Issue two is the long-term viability of the food supply. Nature likes diverseness; this is why most animals reproduce sexually. A disease can more hands wipe out an entire herd if each fauna is genetically identical.
Upshot three is the appalling secrecy. Consumers have the right to know whether their food product was raised in a matter that is acceptable to them. Of class the biggest producers don't want the FDA to require special labeling. The majority of consumers are queasy with the thought of cloning animals, every bit revealed in a recent poll by the Pew Initiative on Nutrient and Biotechnology.
Issue four is the necessity. Why do we need to clone livestock? It's considering big business, the face of American farming practices, demands identical products for mass production. And these identical slabs of meat line the meat sections of identical supermarkets from Albuquerque to Yonkers.
Uncertain future
Butchers have virtually entirely disappeared from America.

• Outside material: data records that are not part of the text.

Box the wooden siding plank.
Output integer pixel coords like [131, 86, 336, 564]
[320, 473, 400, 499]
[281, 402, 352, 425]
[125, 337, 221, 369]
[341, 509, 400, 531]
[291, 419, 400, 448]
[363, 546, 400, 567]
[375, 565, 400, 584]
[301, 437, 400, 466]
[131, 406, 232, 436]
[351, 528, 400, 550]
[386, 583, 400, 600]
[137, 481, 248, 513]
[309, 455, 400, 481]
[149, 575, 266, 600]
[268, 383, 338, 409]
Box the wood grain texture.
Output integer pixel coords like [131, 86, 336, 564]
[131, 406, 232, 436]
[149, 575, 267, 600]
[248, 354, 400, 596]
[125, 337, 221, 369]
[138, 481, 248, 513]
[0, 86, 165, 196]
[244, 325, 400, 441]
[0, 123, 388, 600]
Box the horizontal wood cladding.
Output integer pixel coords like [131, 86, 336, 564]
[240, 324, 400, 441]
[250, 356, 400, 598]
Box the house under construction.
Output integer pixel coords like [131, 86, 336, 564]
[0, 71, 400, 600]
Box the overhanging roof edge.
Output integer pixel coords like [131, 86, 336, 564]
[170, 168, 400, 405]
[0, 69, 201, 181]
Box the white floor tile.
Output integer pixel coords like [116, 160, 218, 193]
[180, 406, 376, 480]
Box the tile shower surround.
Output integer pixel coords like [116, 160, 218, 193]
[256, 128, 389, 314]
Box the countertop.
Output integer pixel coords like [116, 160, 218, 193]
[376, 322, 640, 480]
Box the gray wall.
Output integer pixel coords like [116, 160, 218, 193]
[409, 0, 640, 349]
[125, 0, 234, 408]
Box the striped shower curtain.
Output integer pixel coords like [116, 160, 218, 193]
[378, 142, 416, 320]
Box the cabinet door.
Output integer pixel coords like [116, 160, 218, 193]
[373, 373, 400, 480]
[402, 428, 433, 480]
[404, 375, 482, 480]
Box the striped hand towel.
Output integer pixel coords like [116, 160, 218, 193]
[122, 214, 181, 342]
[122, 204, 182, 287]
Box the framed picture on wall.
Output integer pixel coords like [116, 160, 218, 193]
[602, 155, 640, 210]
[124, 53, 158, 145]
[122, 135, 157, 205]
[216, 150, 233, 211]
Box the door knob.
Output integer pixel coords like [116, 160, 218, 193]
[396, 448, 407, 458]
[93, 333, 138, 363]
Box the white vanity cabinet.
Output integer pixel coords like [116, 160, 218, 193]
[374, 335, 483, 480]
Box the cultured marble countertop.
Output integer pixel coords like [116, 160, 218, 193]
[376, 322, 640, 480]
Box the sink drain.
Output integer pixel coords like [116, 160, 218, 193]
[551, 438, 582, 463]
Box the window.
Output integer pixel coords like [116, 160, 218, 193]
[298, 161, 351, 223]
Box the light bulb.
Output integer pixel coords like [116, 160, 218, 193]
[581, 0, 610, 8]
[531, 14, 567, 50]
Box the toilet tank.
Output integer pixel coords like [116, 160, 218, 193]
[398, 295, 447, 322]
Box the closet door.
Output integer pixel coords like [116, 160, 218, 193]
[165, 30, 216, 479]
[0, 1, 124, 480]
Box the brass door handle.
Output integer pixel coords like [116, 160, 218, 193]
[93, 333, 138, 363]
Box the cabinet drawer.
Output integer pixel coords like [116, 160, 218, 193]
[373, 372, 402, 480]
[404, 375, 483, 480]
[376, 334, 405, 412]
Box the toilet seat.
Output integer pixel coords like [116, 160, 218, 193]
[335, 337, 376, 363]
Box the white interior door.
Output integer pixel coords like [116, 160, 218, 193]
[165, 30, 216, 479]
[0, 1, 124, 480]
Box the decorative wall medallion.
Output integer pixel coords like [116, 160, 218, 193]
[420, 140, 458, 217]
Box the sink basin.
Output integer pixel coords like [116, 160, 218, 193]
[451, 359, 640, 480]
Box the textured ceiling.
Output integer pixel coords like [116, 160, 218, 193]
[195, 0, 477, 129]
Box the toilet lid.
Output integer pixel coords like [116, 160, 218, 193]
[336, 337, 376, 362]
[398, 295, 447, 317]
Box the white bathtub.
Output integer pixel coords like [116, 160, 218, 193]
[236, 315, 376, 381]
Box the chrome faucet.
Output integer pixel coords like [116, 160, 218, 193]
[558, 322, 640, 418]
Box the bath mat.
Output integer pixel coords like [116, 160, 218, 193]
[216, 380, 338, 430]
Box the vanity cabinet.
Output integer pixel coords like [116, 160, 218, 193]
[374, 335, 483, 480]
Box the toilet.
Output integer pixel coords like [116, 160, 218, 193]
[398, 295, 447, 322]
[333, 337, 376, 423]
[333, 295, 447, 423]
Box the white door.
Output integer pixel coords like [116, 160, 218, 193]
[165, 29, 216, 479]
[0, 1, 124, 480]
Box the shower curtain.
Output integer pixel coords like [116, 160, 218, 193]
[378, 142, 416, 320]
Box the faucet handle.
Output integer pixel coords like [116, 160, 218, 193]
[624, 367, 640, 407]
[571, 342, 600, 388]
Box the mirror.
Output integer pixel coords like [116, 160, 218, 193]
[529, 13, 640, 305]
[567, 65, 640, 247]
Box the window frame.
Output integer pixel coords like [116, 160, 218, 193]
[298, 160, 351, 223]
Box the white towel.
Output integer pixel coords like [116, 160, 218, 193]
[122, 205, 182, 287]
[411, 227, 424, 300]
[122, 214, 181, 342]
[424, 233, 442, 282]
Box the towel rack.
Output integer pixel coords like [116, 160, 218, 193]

Gone is the day of specialty cuts and regional flavors. Instead, four meatpacking companies slaughter and package nigh 85 percentage of all beef in the Usa, according to the USDA. Supermarkets merely hire a few meat-cutters to trim the nigh finished production.
The biggest meat producers will likely require their suppliers to provide a genetically perfected product, which simply the largest suppliers could afford to do. Over again, the petty guy is marginalized. Already I am unable to purchase many of the meat products I grew up with in my Italian neighborhood, like sweetbreads. Small-scale farmers are barred by law from slaughtering their own animals; and the overtaxed slaughterhouses will only return sure cuts.
Such is the multifariousness of the American food supply system. Cloning will bring more of the same. We have until April two to complain to the FDA about this. Then the FDA will make its terminal decision.
Christopher Wanjek is the author of the books "Bad Medicine" and "Food At Piece of work." Got a question about Bad Medicine? Email Wanjek. If it's actually bad, he only might reply it in a future column. Bad Medicine appears each Tuesday on LIveScience.